Ice, Ice Baby

The ice is back with a
not-so-brand-new invention
Abajian v. TruexCullins, Inc., 2017 VT 74

By Elizabeth Kruska

Nothing like a good Vermont Supreme Court opinion in the waning days of summer to remind us about what inevitably lies ahead: winter. In the abstract, Vermont winter is beautiful. Crisp, brilliant days. Sparkling, swirling snowflakes. Cozy evenings with cocoa and a good book. In reality, it’s the longest eleven months we have here, or however long that dang-blasted season runs. It’s dark. It’s so cold sometimes you wonder if your lungs are going to ice over when you breathe outside. Oh, and then there’s the snow. Mountains and piles and buckets of snow. And ice.

And that brings us to the problem here. The Abajians own a house in Williston, and in 2001, decided to put on an addition and also to repair the roof. They hired an architect to design the roof. The prior roof had shingles, and as shingled roofs sometimes do, this one had the propensity to get ice dams. For those unfamiliar with ice dams, here’s what they are: they’re a pain in the tuches. They’re big wedges of ice that form in crevasses, or by the eaves of a roof. Then when snow melts and starts to slide, or water slides down (gravity! Yay!), the ice dam prevents the snow or water from moving. It’s gotta go somewhere, so it starts to leak into the roof. Nobody wants a leaky roof.

So, the decision was made to replace the shingled affair with a standing seam roof. Standing seam roofs are cool. The snow just slides right down to the ground with a loud and sometimes terrifying thud. No muss, no fuss, no ice damming, and no leaking.

Except this roof. This roof started ice damming almost immediately (from what I can tell in the opinion; if it wasn’t that same winter it was the following winter). The Abajians had some damage to the inside of the house from the resultant leaks. It was bad enough that they made an insurance claim. They tried some other fixes, like installing snow guards, to help prevent the damming. They used some caulk to try to seal up the breaches in the roof. They noticed some rusting in around 2005, and in an attempt to prevent the spread of rust, painted it. None of these things worked. The ice kept damming, and the roof kept leaking. Eventually they took up parts of the roof and discovered significant rust, as well as wood rot on the underside.

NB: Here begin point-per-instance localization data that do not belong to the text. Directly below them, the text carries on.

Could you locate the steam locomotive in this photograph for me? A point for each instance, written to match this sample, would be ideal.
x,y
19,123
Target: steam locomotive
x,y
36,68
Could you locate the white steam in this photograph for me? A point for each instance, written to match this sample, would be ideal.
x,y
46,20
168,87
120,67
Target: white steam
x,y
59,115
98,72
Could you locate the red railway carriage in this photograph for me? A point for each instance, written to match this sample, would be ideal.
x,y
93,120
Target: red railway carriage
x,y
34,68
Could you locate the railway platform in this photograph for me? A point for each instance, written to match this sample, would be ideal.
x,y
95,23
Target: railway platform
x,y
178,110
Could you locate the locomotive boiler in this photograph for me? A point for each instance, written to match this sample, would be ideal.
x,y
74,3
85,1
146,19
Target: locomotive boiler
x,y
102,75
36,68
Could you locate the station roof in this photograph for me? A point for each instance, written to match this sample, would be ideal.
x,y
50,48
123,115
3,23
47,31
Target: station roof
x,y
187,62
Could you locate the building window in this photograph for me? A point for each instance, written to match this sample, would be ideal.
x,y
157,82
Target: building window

They filed suit against the architect and the roof company in 2014 because they had a defective roof. Based on the description in the opinion, this wasn’t an especially effective roof. Well, it probably kept out squirrels and other monsters, but it was leaky and caused damage to the inside of the house.

The defendants filed a motion for summary judgment, which was granted, and which SCOV upholds.

Nobody disagrees with the facts here, which, we’ve said eleventy jillion times is necessary for summary judgment. The question is whether, as a matter of law, and when there is no genuine issue of material fact, the moving party is entitled to judgment on the law.

The problem in this case is the timing. This is just me speculating, but based on the description, it really seems like the Abajians tried a lot of different ways to salvage this failing roof without having to replace the whole thing. I don’t blame them. Roofing is expensive and it tears up your house. The problem, though, is that they tried things and waited too long to bring suit. It appears that roof litigation is a bit of a thing, and that there are some fairly well-settled concepts that are understood with respect to roofs.

There’s a statute of limitations. In Vermont, and for this particular kind of issue, it appears to be six years. It’s not just six years, but six years from the time the failure is known. So, if the facts were different, and the roof performed its roof duties for a couple years and then failed and the failure was noticed five years in, that would start the clock.

The homeowners try to argue that it wasn’t until they took up the roof panels in 2014. At that point they had experienced more significant roof leaks and hired a new roofing company to investigate. They point out that they’re not roofing experts, and it wasn’t until someone started to look under the roofing panels that they realized the problem.

SCOV disagrees. Here, the roof failed almost right away. Not only that, but the homeowners noticed—they had damage to their interior as a result of roof leaks and had to make an insurance claim. SCOV points to this and indicates they should have been on notice of the roof failure within the first year. That would start the statute of limitations clock. Normally the time of when an injury is discovered or discoverable would be a jury question. But SCOV finds that since so much time elapsed, and it was clear there was a breach of the roof very early on that it is reasonable to conclude that the applicable statute of limitations had run.